L'exécution de David est froide; elle refroidirait des idées plus élevées et plus animées que les siennes. L'exécution, au contraire, relève l'idée dans ce qu'elle a de commun ou de faible.

Imagination[363]. Elle est la première qualité de l'artiste. Elle n'est pas moins nécessaire à l'amateur. Je ne conçois pas l'homme dénué d'imagination et qui achète des tableaux: c'est qu'il a de la vanité en proportion de ce qui lui manque sous le rapport que j'ai dit. Or, quoique cela paraisse étrange, le plus grand nombre des hommes en est dépourvu. Non seulement ils n'ont pas cette imagination ardente ou pénétrante qui leur peint avec vivacité les objets, qui les introduit dans leurs causes mêmes, mais ils n'ont pas davantage la compréhension nette des ouvrages où cette imagination domine.

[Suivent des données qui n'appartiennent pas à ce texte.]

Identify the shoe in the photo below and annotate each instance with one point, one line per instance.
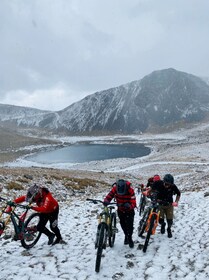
(59, 241)
(130, 242)
(169, 233)
(162, 228)
(51, 238)
(126, 240)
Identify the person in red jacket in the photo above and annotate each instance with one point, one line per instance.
(126, 201)
(48, 208)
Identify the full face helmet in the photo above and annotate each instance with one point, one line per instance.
(33, 191)
(156, 178)
(168, 178)
(121, 187)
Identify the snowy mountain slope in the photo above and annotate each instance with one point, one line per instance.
(164, 98)
(184, 256)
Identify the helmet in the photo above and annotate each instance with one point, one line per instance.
(150, 180)
(121, 187)
(32, 192)
(156, 178)
(168, 178)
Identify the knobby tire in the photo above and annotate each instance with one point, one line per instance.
(142, 205)
(149, 232)
(142, 223)
(112, 230)
(31, 235)
(101, 240)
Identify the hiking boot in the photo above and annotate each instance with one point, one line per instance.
(130, 242)
(126, 240)
(59, 241)
(51, 238)
(169, 233)
(162, 230)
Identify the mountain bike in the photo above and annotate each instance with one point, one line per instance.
(143, 199)
(151, 222)
(25, 229)
(106, 230)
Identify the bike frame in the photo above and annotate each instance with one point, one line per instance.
(17, 221)
(154, 212)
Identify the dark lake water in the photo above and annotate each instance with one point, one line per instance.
(90, 152)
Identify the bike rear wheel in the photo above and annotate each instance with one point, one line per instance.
(142, 222)
(101, 245)
(149, 232)
(31, 235)
(142, 205)
(112, 230)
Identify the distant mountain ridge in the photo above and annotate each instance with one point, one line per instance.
(163, 98)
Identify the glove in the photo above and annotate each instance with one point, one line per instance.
(127, 205)
(145, 193)
(10, 203)
(8, 209)
(175, 204)
(105, 202)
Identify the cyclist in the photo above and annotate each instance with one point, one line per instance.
(126, 200)
(48, 208)
(166, 189)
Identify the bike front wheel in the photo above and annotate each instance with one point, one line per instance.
(31, 235)
(149, 232)
(101, 245)
(112, 230)
(142, 223)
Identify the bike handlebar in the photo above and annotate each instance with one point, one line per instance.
(95, 201)
(13, 204)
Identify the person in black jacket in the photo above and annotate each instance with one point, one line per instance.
(166, 189)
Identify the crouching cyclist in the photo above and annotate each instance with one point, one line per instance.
(48, 208)
(166, 189)
(126, 201)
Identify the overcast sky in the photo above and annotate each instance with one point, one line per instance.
(55, 52)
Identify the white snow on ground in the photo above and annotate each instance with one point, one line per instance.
(185, 256)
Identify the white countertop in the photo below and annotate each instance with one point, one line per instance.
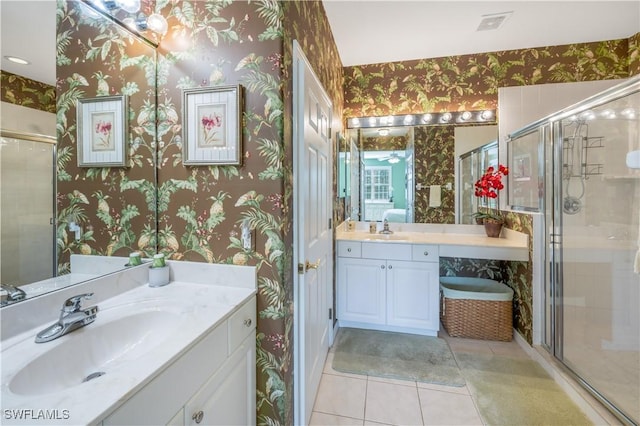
(196, 308)
(467, 241)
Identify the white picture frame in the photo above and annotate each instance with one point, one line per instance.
(212, 125)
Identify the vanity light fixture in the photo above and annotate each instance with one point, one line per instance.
(131, 6)
(157, 23)
(608, 113)
(17, 60)
(465, 117)
(629, 113)
(486, 114)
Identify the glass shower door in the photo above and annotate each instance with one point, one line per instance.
(595, 237)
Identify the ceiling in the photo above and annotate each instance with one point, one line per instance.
(372, 31)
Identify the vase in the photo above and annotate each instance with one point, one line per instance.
(492, 228)
(159, 276)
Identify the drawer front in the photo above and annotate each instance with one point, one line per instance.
(349, 248)
(425, 253)
(241, 324)
(387, 251)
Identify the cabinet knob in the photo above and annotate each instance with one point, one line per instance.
(197, 417)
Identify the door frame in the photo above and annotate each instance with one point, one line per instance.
(299, 381)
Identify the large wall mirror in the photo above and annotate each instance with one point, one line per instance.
(408, 173)
(79, 209)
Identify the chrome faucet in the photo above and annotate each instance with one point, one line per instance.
(72, 317)
(385, 228)
(14, 294)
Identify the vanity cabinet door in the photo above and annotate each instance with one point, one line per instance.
(361, 290)
(412, 294)
(229, 397)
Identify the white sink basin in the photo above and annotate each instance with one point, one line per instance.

Les partisans de l'axiome des sensualistes, que nil in intellectu quod non fuerit prius in sensu, prétendent en conséquence de ce principe que l'imagination n'est qu'une espèce de souvenir. Il faudra bien qu'ils accordent cependant que tous les hommes ont la sensation et la mémoire, et que très peu ont l'imagination, qu'on prétend se composer de ces deux éléments. L'imagination chez l'artiste ne se représente pas seulement tels ou tels objets, elle les combine pour la fin qu'il veut obtenir; elle fait des tableaux, des images qu'il compose à son gré. Où est donc l'expérience acquise qui peut donner cette faculté de composition?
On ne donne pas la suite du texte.